Perspective is one of those things that can make or break a paragraph, chapter, or even an entire book if done poorly enough. Readers may not know how to articulate why they dislike a particular passage when perspective is wrong, but they will know immediately when it is wrong.
I think of it like this: As the Author, I have the documentary view of events, people, places, and things in my head (and hopefully squirreled away in multiple notebooks and other locations). I know everything about what happens, when it happens, and who did it. I’m the guy who has figured out what all the cards are inside the envelope in a game of Clue. Readers are the other players who have an incomplete chart of who did what when and with what weapon. As the author, it is my solemn duty to never, ever, reveal the documentary view to anyone.
The reader only having a limited view of what is really going on is crucial to good storytelling!
I’ve met a lot of people who think perspective is just “the point of view of the narrator” and that’s sort of it. But that’s like saying that a Bugati Veyron is “a car”. It does not do the concept justice in either case.
Ever bitten into a piece of meat and thought, “Hey, there’s something off here but I don’t know what it is.” When a reader dives into a chapter with a perspective problem, they get the same feeling. They know something’s off but don’t know why. Chances are they’ve just been given too much information via the narrator – the author has revealed bits of the documentary view and ruined the perspective.
Every human being views the world through a set of filters. These filters are built up over time through our experiences, our emotions, and our memories. These filters make it so that if one of us sees a guy clutching a bag running down the street, we think he’s stolen something and is evading the cops while someone else assumes he’s trying not to miss his bus. One person might see a friendly happy clown and the entire experience would be narrated positively but someone else, traumatized as a child at a circus, might have a narrative of tortured, inner turmoil.

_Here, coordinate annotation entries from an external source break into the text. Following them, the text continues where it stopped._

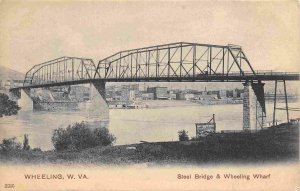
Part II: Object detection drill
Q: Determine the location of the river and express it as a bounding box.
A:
[0,101,299,150]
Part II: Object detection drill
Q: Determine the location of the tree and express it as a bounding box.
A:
[0,137,21,152]
[0,93,20,117]
[23,134,30,151]
[178,130,189,141]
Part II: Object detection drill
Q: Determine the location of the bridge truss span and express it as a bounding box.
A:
[23,56,96,86]
[95,42,255,81]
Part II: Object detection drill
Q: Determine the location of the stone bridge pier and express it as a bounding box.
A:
[243,82,266,130]
[88,81,109,120]
[10,88,33,111]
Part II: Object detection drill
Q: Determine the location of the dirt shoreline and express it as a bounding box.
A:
[0,124,299,165]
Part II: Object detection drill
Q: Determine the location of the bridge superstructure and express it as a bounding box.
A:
[11,42,299,129]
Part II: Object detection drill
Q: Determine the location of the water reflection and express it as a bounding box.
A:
[0,103,299,150]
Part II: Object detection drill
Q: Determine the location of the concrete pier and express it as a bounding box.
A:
[18,89,33,111]
[88,81,109,120]
[243,82,266,130]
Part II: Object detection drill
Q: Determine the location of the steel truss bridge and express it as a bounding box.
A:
[13,42,299,89]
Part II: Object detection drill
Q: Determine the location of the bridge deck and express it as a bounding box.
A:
[11,72,300,90]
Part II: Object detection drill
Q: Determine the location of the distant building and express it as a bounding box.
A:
[142,93,154,100]
[147,87,168,99]
[218,90,226,99]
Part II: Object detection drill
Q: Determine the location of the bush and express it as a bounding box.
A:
[178,130,189,141]
[0,93,20,117]
[0,137,22,152]
[52,122,116,151]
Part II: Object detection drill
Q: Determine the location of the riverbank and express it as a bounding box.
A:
[0,124,299,165]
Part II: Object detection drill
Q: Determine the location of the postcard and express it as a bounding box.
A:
[0,1,300,191]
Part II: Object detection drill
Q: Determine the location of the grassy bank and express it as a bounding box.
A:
[0,124,299,164]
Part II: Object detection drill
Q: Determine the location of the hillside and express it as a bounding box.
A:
[0,65,25,80]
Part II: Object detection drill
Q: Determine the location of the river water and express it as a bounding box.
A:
[0,101,299,150]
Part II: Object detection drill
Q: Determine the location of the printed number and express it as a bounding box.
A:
[4,184,15,188]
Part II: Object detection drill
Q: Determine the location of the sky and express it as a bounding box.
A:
[0,1,300,73]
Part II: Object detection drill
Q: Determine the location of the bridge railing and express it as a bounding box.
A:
[23,57,96,86]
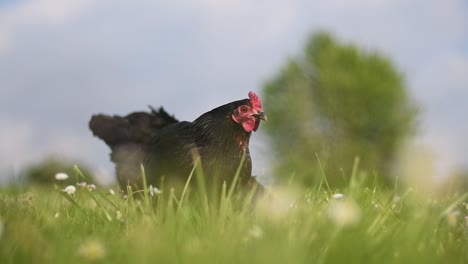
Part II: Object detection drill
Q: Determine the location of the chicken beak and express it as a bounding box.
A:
[253,112,267,121]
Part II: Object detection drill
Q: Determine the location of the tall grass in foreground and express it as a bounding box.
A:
[0,165,468,264]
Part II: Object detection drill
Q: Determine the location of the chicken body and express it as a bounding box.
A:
[89,92,266,193]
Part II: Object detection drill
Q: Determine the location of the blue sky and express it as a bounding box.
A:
[0,0,468,185]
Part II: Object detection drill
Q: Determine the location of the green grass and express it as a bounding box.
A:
[0,168,468,264]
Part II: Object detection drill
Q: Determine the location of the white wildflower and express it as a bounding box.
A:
[115,211,123,221]
[63,185,76,194]
[78,240,106,261]
[55,172,68,181]
[149,185,161,196]
[447,210,460,227]
[328,199,361,226]
[332,193,344,200]
[249,225,263,239]
[0,218,3,239]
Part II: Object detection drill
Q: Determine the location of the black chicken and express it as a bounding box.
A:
[89,92,266,195]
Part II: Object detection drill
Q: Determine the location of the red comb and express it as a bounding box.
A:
[249,91,262,110]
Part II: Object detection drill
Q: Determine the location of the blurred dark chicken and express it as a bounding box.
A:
[89,92,266,195]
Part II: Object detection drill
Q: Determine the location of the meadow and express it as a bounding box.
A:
[0,165,468,264]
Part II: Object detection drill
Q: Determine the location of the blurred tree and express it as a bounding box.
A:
[264,32,417,185]
[22,157,95,185]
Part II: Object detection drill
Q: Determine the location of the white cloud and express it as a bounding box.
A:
[0,0,93,54]
[0,118,34,170]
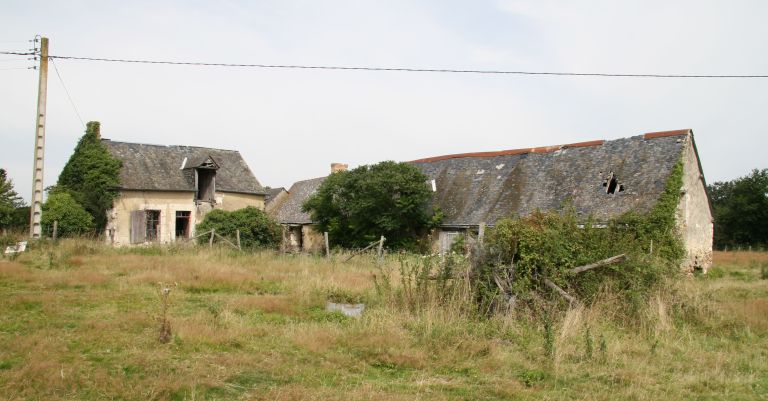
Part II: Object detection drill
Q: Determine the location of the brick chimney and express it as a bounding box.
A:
[331,163,349,173]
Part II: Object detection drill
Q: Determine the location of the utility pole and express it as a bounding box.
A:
[29,38,48,238]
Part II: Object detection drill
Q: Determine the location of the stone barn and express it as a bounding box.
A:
[267,163,347,252]
[412,130,713,271]
[102,139,266,245]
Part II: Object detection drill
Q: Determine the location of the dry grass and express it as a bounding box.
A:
[0,241,768,400]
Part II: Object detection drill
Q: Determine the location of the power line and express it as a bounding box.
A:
[49,56,768,78]
[48,57,85,128]
[0,52,768,79]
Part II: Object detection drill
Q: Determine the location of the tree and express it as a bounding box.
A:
[302,161,441,248]
[0,168,24,229]
[56,121,122,229]
[708,169,768,247]
[41,191,94,237]
[196,206,282,248]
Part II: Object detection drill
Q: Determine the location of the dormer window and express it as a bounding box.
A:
[195,156,219,203]
[603,171,624,195]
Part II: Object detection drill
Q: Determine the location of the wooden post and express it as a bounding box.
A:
[544,278,579,305]
[29,38,48,239]
[323,231,331,258]
[377,235,384,259]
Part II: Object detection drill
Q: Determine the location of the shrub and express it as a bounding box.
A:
[41,192,94,237]
[302,161,441,250]
[56,121,122,229]
[196,206,282,248]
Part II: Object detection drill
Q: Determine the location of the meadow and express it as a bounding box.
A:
[0,240,768,400]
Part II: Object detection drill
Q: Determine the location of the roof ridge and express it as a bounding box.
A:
[101,138,240,153]
[409,139,605,163]
[408,129,691,163]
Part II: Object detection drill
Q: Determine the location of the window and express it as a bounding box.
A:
[176,210,191,238]
[144,210,160,241]
[603,171,624,195]
[131,210,160,244]
[195,168,216,202]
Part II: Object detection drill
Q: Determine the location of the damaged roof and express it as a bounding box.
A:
[274,130,695,227]
[101,139,265,195]
[272,177,325,224]
[411,130,692,227]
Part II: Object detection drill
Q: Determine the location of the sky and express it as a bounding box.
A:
[0,0,768,201]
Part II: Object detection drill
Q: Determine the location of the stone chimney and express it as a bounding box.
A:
[331,163,349,173]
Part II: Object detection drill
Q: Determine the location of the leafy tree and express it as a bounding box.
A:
[41,191,94,237]
[708,169,768,247]
[302,161,441,248]
[0,168,29,228]
[196,206,282,248]
[57,121,122,229]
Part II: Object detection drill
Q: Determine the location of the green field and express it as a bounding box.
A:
[0,240,768,400]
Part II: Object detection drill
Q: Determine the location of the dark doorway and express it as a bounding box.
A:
[176,210,191,238]
[196,168,216,202]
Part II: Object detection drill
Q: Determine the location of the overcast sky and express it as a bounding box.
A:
[0,0,768,200]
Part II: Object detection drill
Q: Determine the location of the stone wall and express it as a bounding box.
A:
[677,135,714,272]
[106,190,264,246]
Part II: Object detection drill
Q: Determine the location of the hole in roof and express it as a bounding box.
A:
[603,171,624,195]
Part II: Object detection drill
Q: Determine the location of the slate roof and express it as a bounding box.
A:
[264,187,288,204]
[273,177,325,224]
[275,130,695,227]
[411,130,692,227]
[101,139,265,195]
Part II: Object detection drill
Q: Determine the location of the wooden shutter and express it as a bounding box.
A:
[131,210,147,244]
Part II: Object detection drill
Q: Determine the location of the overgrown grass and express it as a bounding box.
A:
[0,240,768,400]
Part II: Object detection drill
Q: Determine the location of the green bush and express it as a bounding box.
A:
[56,121,122,229]
[480,159,685,314]
[196,206,282,248]
[302,161,442,250]
[41,192,94,237]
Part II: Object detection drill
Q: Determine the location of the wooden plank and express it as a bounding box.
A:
[344,241,379,262]
[377,235,385,258]
[571,253,627,273]
[323,231,331,258]
[544,278,579,304]
[213,233,239,249]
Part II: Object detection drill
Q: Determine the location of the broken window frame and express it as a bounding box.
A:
[144,209,161,242]
[195,167,216,203]
[174,210,192,239]
[603,171,624,195]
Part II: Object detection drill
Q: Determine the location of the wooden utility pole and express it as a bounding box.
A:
[323,231,331,258]
[29,38,48,238]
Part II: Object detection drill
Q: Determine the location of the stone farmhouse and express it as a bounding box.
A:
[102,139,266,245]
[272,130,713,271]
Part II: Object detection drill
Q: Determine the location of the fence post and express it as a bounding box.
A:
[377,235,384,259]
[323,231,331,258]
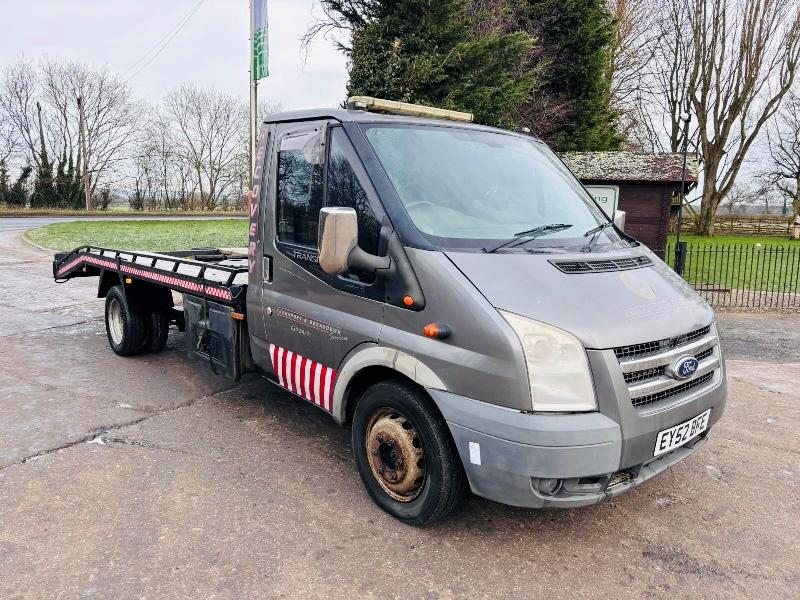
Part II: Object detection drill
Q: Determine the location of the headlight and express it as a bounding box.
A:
[500,310,597,412]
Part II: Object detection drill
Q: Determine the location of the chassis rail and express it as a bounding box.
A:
[53,246,248,306]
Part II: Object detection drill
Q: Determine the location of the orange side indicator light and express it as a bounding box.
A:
[422,323,450,340]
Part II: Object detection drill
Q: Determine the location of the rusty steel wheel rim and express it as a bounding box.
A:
[366,408,425,502]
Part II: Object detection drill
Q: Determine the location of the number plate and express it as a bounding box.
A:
[653,408,711,456]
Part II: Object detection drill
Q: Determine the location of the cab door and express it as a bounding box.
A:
[262,122,385,412]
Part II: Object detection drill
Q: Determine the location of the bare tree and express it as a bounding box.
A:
[0,59,39,166]
[0,59,139,200]
[41,59,141,195]
[685,0,800,235]
[164,85,247,209]
[764,90,800,218]
[606,0,663,146]
[0,113,22,164]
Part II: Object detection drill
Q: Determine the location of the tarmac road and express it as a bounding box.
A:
[0,231,800,599]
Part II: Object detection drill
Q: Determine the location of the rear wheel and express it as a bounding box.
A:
[105,285,146,356]
[353,381,466,525]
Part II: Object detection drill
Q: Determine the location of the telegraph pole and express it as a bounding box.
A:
[78,96,92,210]
[249,0,258,188]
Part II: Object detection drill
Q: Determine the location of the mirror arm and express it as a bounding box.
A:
[347,246,392,275]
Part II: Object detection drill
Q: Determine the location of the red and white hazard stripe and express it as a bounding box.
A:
[269,344,336,412]
[57,255,233,300]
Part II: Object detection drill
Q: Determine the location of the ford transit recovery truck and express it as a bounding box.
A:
[53,97,726,525]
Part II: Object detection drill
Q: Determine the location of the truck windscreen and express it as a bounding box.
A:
[364,124,620,251]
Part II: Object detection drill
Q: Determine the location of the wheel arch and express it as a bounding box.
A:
[333,345,447,425]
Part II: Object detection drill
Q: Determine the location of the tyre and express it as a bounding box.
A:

In any given scene, the narrator sits inside one brain and one brain only (with few well-done exceptions). From his perch within that one subject’s brain, that narrator must tell the story through the filters of that person, including their views, their prejudices, their assumptions, and their entire lifetime of experiences. Anything else comes off as rigid, boring, lifeless narration rather than good storytelling.
I recently read the first book in the Night Angel trilogy by Brent Weeks and was struck by the sheer mastery of perspective in that book. Each character had all kinds of emotional and physical baggage and tons of experiences and those experiences clearly govern the character’s actions, motivations, and the perspective of the narration. This book is a clear example of how good use of perspective made a good book great.